Even though not statistically significant, 40.7 % (n = 11) of patients with problem drinking had psychotic relapse. In addition, 31.6 % (n = 36) of patients with moderate level of khat abuse had relapse. This could be because of the fact that patients use psychoactive substances to get relief from the symptoms of the illness and side effects. A study conducted in Ethiopia at Ammanuel Hospital on patients with schizophrenia showed that alcohol and khat abuse were contributing factors for relapse of psychotic symptoms and re-hospitalization [15]. Another literature review on substance mis-use and mental illness showed that alcohol use even with small amount was associated with increase symptomatology and rehospitalization [13]. A study conducted in Australia showed that substance mis-use was significantly associated with relapse of positive symptoms [14].

Comorbidity of medical illnesses in this study on patients who had relapse was 37.5 % (n = 9). The study conducted in South Africa on patients with schizophrenia showed that 45.5 % (n = 6) of patients had comorbid medical illnesses [40].

Nearly 27.3 % (n = 45) of participants who had long duration before treatment had relapse of psychotic illness. In this study, duration of untreated psychoses (DUP) was not significantly associated with relapse. Study conducted in USA found that there is positive correlation between DUP and number of relapses [18].

In this study nearly one-forth (n = 70) of respondents with diagnosis of schizophrenia had relapse. This could be due to the nature of the illness. Study conducted in Hong Kong on first episode psychosis showed that the diagnosis schizophrenia was associated with increased risk of relapse [39].

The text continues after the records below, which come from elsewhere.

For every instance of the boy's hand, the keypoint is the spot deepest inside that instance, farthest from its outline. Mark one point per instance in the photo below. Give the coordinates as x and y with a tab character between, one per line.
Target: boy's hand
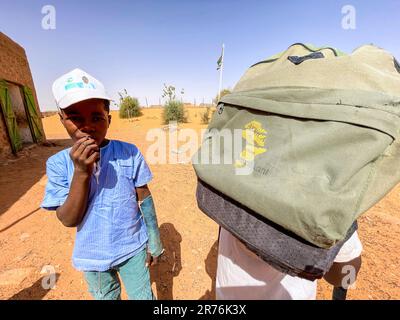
150	260
84	154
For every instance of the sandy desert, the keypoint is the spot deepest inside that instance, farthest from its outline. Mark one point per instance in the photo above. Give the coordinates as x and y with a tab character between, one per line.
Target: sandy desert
32	238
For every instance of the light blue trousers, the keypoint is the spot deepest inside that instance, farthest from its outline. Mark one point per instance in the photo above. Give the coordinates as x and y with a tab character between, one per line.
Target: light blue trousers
134	274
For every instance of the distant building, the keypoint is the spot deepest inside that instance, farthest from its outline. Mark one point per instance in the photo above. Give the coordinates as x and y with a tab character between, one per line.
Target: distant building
20	117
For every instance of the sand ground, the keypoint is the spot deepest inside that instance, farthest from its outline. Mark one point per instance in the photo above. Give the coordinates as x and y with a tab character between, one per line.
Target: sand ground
32	238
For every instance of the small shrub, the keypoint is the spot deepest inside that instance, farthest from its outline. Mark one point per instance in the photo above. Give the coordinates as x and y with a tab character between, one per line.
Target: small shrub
129	108
174	111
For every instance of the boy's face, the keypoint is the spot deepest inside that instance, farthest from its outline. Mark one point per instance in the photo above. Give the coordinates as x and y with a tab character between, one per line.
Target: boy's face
86	118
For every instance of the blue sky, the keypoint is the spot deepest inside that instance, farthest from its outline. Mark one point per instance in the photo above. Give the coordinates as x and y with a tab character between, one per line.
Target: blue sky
139	45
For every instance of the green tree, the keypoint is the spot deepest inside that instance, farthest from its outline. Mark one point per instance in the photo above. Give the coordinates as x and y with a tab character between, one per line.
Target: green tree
129	106
173	109
221	94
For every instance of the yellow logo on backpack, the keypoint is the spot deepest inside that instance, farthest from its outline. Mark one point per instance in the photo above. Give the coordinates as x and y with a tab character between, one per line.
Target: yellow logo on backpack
255	143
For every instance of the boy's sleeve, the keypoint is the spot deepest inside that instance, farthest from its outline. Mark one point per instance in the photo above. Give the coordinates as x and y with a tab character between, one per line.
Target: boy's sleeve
57	187
141	171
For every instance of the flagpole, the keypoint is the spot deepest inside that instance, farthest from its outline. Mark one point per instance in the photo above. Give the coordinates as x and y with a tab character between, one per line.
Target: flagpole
220	72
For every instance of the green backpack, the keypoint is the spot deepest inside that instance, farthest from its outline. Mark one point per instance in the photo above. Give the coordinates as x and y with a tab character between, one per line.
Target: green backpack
324	144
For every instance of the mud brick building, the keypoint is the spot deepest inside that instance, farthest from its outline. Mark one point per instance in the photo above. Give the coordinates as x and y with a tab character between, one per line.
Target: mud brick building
20	117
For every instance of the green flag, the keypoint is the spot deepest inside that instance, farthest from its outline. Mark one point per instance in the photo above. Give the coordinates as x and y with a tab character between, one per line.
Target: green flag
219	62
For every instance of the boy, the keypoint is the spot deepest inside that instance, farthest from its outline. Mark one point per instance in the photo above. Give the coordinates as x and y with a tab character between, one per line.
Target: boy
242	275
100	187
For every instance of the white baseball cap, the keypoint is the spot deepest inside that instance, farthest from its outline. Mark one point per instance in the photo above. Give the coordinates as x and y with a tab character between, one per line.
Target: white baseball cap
75	86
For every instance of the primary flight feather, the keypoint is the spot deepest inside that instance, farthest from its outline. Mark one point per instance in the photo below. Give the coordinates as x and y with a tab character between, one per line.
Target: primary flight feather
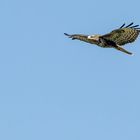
115	39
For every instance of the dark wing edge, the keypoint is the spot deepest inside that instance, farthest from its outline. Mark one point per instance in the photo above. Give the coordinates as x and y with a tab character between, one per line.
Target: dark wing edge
130	26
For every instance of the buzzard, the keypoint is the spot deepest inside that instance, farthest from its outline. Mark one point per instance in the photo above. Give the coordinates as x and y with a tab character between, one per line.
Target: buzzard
115	39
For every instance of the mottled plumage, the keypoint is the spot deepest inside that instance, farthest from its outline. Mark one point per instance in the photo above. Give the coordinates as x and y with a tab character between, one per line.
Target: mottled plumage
114	39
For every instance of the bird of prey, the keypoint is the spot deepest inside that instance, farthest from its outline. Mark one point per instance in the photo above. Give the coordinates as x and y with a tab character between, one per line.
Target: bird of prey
115	39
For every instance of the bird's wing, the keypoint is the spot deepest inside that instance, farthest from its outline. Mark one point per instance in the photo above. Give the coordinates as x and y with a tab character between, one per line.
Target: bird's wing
123	35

Our current study has used standard scales and instruments such as MARS, AIMS, DAST-10, CAGE and SSQ-6. The findings have implications for health program design and service improvement especially for the country and context. Our study has some limitations. First, the instrument we used for assessing medication side effects (AIMS) assesses only extra pyramidal side effects. This might have underestimated the rate of medication side effects faced by participants. Secondly, the study design is cross sectional in nature; hence, it was difficult to identify the cause and effect relationship between study variables.

Conclusions

In this study, about one-third of the respondents had relapse. Living with family, seeking religious support, high social support score and compliance with medication were independently associated with reduced odds of developing psychotic relapse. Experiencing medication side effects was associated with increased odds of developing psychotic relapse. Clinicians need to detect and manage medication side effects faced by the patients. Intervening noncompliance to medication may help in preventing psychotic relapse that may result because of non-compliance. The linkage of patients to social and religious supports may help the patients in improving compliance to medication and reducing psychotic relapse. Moreover, developing and strenghtneing community based rehabilitation services with components such as psycho education, family intervention, relapse prevention, adherence support and stress and anger management, is needed. Further studies are needed to identify effective and feasible interventions that address compliance to medication.